Today, in an age of extreme competition, the difficulty for item designers is to remain in advance of the pack as well as not just walk in lockstep with it. This ups the stake for system designers to innovate with distinguished products.
One crucial way to innovate is with high-density layouts. In the promote smaller-footprint options, power system developers are now concentrating on the concern of power density– the result power each of location or volume of a power converter circuit.
The most noticeable instance of DC/DC converter printed motherboard (PCB) design for high density relates to power phase part placement and transmitting. Cautious format can accompany far better changing efficiency, reduced part temperature levels as well as reduced electro-magnetic interference (EMI) trademarks. Think about the power phase format as well as schematic in Figure 1.
Figure 1: Four-switch buck-boost converter power stage layout as well as schematic
As I see it, these are the difficulties when designing high-density DC/DC converters:
● Component modern technology. Developments in element modern technology are key to minimizing total power dissipation, especially at greater switching frequencies important for filter passive component size reduction. For instance, power MOSFETs have actually seen regular advances in silicon as well as packaging, most especially with the introduction of gallium nitride (GaN) power tools with really low parasitics. Magnetic element performance has actually advanced individually, albeit at a rate arguably delaying that of power semiconductors. Prudent layout of the steering IC– with integrated, adaptive entrance motorists near the MOSFETs– in most cases prevents the demand for switch-node voltage slew-rate modification making use of power-dissipating snubber or entrance resistor components.
● Thermal design. While a high-density layout is typically favorable for conversion performance, it might produce a thermal performance bottleneck. The very same power dissipation in a smaller sized footprint comes to be illogical. Raised component temperature levels enhance worries of higher failing rates and also dependability. Lower-profile power MOSFETs put on the top of the PCB– not airflow-shadowed by taller parts like the inductor andelectrolytic capacitors– help thermal performance with convective airflow. For the converter in Figure 1, the inductor and electrolytics are intentionally located under side of the multilayer PCB, since they would certainly restrain heat transfer if put on the top.
● EMI performance. EMI regulatory conformity is an essential landmark in a product’s design cycle. A high-density design commonly has little space available for EMI filtering system. Tight format boosts radiated exhausts as well as immunity to inbound disruptions. Two necessary steps are to lessen loop locations consisting of high di/dt currents (see the white existing paths in Figure 1) and also lower surface locations with high dv/dt voltages (see the SW1 and SW2 copper polygons in Figure 1).

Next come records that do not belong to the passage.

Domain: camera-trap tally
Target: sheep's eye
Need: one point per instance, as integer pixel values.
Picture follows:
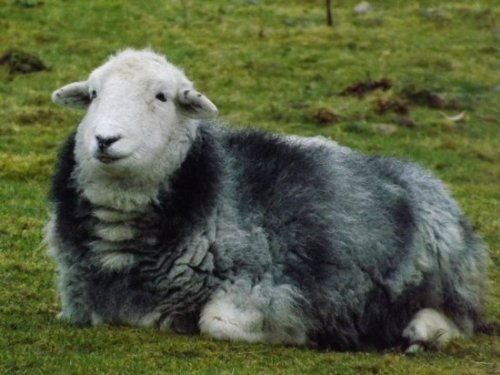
(161, 97)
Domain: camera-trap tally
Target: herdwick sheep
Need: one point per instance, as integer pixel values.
(161, 218)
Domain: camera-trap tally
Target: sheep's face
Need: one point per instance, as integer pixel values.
(138, 107)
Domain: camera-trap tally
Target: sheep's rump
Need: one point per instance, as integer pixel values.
(367, 242)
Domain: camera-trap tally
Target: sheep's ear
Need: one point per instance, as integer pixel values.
(74, 95)
(195, 105)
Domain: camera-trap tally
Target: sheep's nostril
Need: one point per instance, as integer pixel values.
(104, 142)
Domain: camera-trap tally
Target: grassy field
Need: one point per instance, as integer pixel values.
(408, 79)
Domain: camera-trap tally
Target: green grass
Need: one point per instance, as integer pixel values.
(273, 65)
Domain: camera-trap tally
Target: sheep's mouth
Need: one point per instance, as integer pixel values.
(108, 159)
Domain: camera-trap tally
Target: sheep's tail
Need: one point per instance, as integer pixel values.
(489, 328)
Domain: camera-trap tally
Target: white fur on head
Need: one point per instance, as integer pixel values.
(137, 129)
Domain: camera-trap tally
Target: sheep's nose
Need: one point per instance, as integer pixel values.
(104, 142)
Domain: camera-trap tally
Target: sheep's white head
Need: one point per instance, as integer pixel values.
(139, 109)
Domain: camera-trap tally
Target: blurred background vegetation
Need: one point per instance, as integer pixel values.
(419, 80)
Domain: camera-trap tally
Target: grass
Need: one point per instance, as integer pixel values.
(274, 65)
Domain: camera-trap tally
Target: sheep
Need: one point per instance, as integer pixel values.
(163, 217)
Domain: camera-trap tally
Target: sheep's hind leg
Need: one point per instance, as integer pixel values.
(429, 328)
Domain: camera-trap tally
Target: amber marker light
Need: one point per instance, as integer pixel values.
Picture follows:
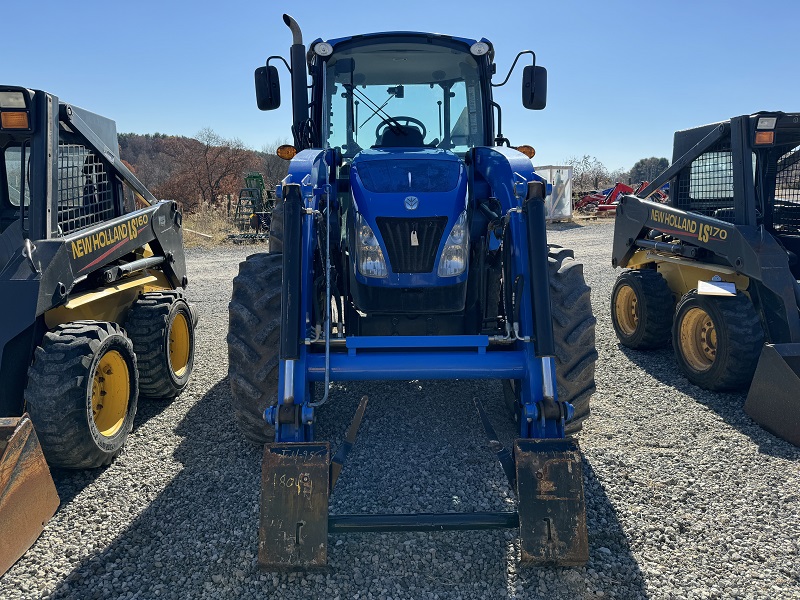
(765, 137)
(527, 150)
(286, 152)
(14, 120)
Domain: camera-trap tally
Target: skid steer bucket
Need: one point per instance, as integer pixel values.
(28, 496)
(774, 398)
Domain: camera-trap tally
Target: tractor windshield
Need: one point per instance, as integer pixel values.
(403, 94)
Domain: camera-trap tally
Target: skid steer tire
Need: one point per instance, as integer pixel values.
(642, 309)
(276, 230)
(160, 325)
(82, 392)
(253, 342)
(573, 331)
(717, 340)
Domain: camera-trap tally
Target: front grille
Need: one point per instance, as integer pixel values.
(397, 235)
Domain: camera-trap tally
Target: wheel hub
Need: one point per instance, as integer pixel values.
(110, 393)
(627, 310)
(179, 342)
(698, 339)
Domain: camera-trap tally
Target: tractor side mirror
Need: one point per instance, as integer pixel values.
(534, 87)
(268, 88)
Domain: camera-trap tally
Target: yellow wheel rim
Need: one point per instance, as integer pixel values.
(179, 342)
(698, 338)
(626, 309)
(110, 393)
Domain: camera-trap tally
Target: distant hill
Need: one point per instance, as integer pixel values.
(196, 172)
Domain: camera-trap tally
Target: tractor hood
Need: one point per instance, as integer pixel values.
(411, 199)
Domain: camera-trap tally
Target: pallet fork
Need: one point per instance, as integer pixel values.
(28, 497)
(298, 478)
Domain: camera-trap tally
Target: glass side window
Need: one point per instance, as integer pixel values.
(424, 95)
(17, 174)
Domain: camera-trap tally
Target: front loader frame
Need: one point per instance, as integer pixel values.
(298, 473)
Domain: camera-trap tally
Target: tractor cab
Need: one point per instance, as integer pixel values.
(409, 243)
(400, 115)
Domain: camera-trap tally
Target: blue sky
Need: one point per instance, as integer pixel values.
(623, 74)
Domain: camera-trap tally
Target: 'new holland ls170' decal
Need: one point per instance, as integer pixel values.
(113, 236)
(687, 226)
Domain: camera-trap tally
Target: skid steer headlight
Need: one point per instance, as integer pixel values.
(454, 256)
(369, 255)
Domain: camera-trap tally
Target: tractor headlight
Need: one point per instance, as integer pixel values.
(369, 255)
(454, 256)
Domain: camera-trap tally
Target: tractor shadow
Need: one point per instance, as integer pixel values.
(729, 406)
(198, 537)
(70, 483)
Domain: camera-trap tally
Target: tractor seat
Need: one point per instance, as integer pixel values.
(401, 136)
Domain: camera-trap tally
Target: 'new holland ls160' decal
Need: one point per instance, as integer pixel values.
(687, 226)
(113, 236)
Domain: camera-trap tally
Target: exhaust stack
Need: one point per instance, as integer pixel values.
(297, 58)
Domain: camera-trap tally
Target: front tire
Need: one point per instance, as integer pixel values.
(641, 309)
(82, 392)
(573, 331)
(161, 328)
(717, 340)
(253, 342)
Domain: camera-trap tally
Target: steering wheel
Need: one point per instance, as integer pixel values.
(393, 121)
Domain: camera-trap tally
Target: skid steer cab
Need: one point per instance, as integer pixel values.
(408, 242)
(93, 316)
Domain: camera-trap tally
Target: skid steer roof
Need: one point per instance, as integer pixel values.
(785, 125)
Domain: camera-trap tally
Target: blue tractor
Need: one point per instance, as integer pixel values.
(408, 243)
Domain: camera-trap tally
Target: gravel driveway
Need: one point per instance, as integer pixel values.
(686, 497)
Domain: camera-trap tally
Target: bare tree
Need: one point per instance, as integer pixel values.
(208, 166)
(587, 173)
(648, 169)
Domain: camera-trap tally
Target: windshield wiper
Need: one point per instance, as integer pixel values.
(394, 124)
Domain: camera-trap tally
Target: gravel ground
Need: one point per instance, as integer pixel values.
(686, 497)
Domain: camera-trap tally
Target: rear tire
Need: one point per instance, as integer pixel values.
(81, 393)
(573, 331)
(641, 309)
(717, 340)
(161, 328)
(253, 342)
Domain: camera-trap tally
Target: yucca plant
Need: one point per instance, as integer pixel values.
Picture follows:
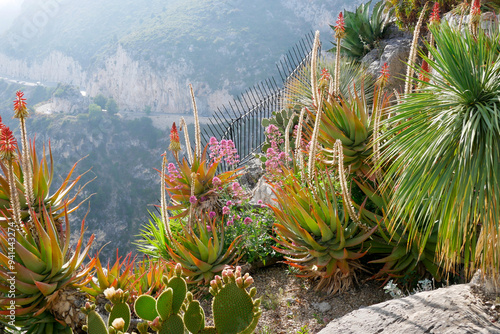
(351, 120)
(402, 260)
(316, 236)
(201, 251)
(442, 152)
(362, 30)
(45, 274)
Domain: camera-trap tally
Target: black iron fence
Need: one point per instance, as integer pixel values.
(240, 121)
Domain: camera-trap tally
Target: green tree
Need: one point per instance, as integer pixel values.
(101, 101)
(112, 106)
(95, 111)
(442, 149)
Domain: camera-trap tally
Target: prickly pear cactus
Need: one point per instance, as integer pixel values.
(176, 311)
(233, 307)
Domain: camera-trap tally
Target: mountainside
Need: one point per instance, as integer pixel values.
(144, 53)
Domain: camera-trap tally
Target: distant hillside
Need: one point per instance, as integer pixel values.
(146, 51)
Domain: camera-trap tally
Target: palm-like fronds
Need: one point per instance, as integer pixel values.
(362, 30)
(443, 151)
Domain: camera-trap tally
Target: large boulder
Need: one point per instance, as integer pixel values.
(455, 310)
(393, 50)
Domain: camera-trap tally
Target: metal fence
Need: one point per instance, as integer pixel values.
(240, 121)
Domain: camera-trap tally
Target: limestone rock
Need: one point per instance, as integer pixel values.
(394, 51)
(455, 309)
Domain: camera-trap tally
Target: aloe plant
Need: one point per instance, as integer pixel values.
(362, 30)
(316, 236)
(46, 272)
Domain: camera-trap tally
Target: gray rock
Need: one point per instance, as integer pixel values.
(454, 309)
(253, 172)
(262, 192)
(322, 307)
(394, 51)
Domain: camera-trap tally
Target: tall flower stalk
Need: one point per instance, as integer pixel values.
(197, 132)
(8, 152)
(314, 69)
(175, 144)
(183, 127)
(21, 112)
(339, 35)
(344, 187)
(412, 58)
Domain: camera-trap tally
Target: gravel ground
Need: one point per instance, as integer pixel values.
(290, 304)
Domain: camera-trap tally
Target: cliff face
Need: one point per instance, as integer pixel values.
(144, 53)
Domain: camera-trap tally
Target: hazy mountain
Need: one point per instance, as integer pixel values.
(144, 52)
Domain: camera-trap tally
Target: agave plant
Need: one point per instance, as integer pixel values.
(119, 276)
(195, 187)
(362, 31)
(315, 236)
(46, 272)
(442, 151)
(352, 122)
(402, 260)
(200, 249)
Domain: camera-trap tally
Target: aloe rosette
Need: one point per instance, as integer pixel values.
(315, 236)
(45, 273)
(197, 179)
(200, 250)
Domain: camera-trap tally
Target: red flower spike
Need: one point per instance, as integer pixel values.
(8, 144)
(424, 72)
(20, 109)
(325, 75)
(384, 75)
(476, 8)
(435, 14)
(340, 26)
(175, 144)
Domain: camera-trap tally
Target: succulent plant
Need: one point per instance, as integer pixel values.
(200, 249)
(176, 311)
(119, 314)
(192, 185)
(46, 272)
(315, 236)
(363, 31)
(401, 257)
(352, 122)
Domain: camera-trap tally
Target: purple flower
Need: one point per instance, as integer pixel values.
(216, 181)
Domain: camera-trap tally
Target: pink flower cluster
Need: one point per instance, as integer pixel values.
(275, 157)
(225, 149)
(173, 173)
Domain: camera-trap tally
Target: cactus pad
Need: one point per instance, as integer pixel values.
(194, 317)
(145, 307)
(120, 310)
(179, 288)
(173, 325)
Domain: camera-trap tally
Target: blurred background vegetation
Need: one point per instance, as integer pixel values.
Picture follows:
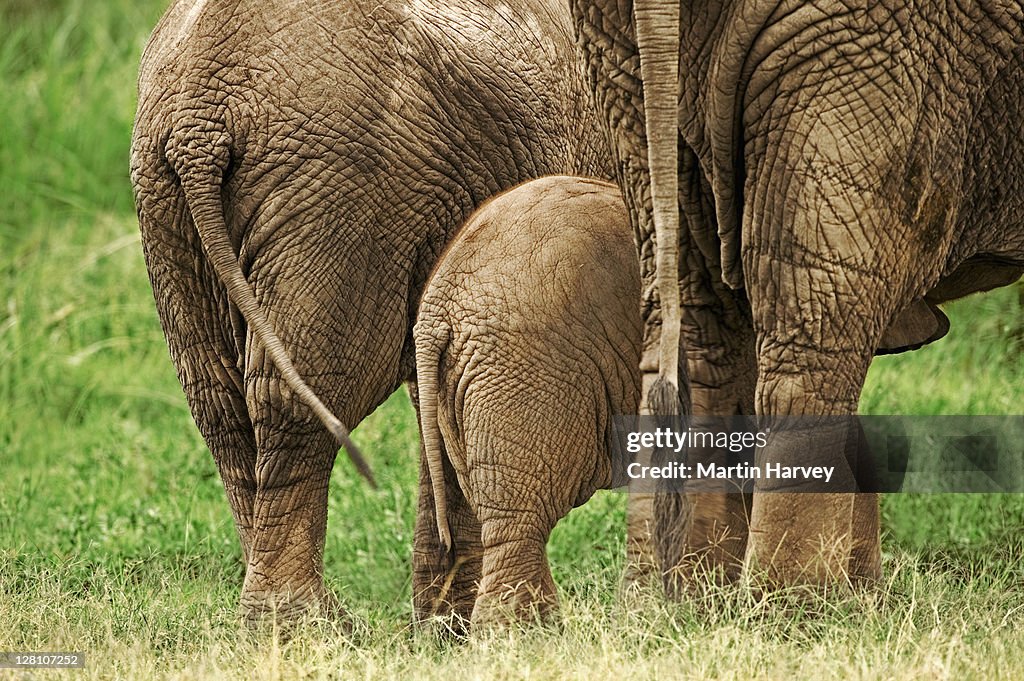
(113, 520)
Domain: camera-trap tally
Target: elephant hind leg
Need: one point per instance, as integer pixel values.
(517, 585)
(204, 340)
(445, 586)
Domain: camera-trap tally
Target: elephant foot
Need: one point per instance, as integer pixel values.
(702, 538)
(865, 555)
(514, 605)
(284, 612)
(800, 540)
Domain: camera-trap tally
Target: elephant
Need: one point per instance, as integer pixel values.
(527, 344)
(298, 166)
(807, 182)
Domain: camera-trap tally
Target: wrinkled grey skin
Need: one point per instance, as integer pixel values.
(527, 342)
(841, 171)
(326, 152)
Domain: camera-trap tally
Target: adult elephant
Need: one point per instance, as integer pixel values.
(298, 166)
(841, 169)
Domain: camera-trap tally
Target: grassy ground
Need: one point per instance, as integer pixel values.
(116, 539)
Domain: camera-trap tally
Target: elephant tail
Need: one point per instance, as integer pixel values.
(200, 158)
(430, 342)
(657, 40)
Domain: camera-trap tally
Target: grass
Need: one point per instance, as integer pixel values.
(116, 539)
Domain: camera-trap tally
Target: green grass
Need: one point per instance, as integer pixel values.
(116, 539)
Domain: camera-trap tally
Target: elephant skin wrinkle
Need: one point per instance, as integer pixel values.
(527, 344)
(325, 152)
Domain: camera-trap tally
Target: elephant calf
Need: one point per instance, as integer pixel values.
(527, 342)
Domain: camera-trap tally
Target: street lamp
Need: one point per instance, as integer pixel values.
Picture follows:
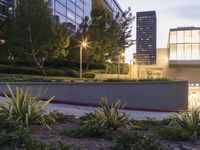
(120, 56)
(2, 41)
(83, 44)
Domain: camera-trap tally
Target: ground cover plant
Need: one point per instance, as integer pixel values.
(24, 108)
(105, 128)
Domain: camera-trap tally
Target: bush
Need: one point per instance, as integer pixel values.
(136, 142)
(24, 108)
(135, 80)
(149, 124)
(22, 141)
(89, 75)
(63, 72)
(174, 134)
(188, 121)
(107, 116)
(88, 133)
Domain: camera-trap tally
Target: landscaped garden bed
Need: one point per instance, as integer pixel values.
(26, 125)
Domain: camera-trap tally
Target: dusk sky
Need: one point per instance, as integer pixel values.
(170, 14)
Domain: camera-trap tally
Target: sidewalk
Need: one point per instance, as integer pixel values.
(81, 110)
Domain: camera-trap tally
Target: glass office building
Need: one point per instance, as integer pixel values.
(184, 43)
(71, 12)
(146, 37)
(5, 7)
(114, 6)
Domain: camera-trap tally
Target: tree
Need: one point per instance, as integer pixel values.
(125, 32)
(33, 34)
(109, 36)
(102, 34)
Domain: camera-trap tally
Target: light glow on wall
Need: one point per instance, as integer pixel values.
(184, 44)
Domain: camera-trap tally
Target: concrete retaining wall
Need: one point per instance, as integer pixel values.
(162, 96)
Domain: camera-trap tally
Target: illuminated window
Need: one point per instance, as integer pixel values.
(195, 51)
(188, 36)
(180, 52)
(180, 36)
(173, 37)
(188, 51)
(195, 36)
(173, 52)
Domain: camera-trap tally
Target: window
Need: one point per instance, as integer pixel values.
(188, 51)
(180, 36)
(173, 52)
(180, 52)
(70, 15)
(60, 8)
(195, 51)
(173, 37)
(71, 6)
(188, 36)
(195, 36)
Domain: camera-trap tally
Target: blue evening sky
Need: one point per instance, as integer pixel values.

● High-density PCB design flow. Clearly, it’s crucial for power system developers to establish and develop their PCB design abilities. Although the format duties are usually handed over to design experts, engineers still bear the utmost duty to examine the design and accept it.
With these difficulties in mind, I recently wrote a three-part series for EDN labelled “DC/DC Converter PCB Layout” that dives into PCB layout carefully. It consists of a listing of PCB design standards structured as a list to assist designers throughout design. The important steps in the PCB design flow for DC/DC converters are:
1. Select the PCB framework and stack-up spec.
2. Determine the high di/dt current loopholes and also high dv/dt voltage nodes from the schematic.
3. Execute power phase component format and also positioning.
4. Place the steering IC and also complete the steering section format.
5. Perform essential trace routing, consisting of MOSFET entrance drive, existing feeling, as well as output-voltage feedback.
6. Design the power and also GND planes.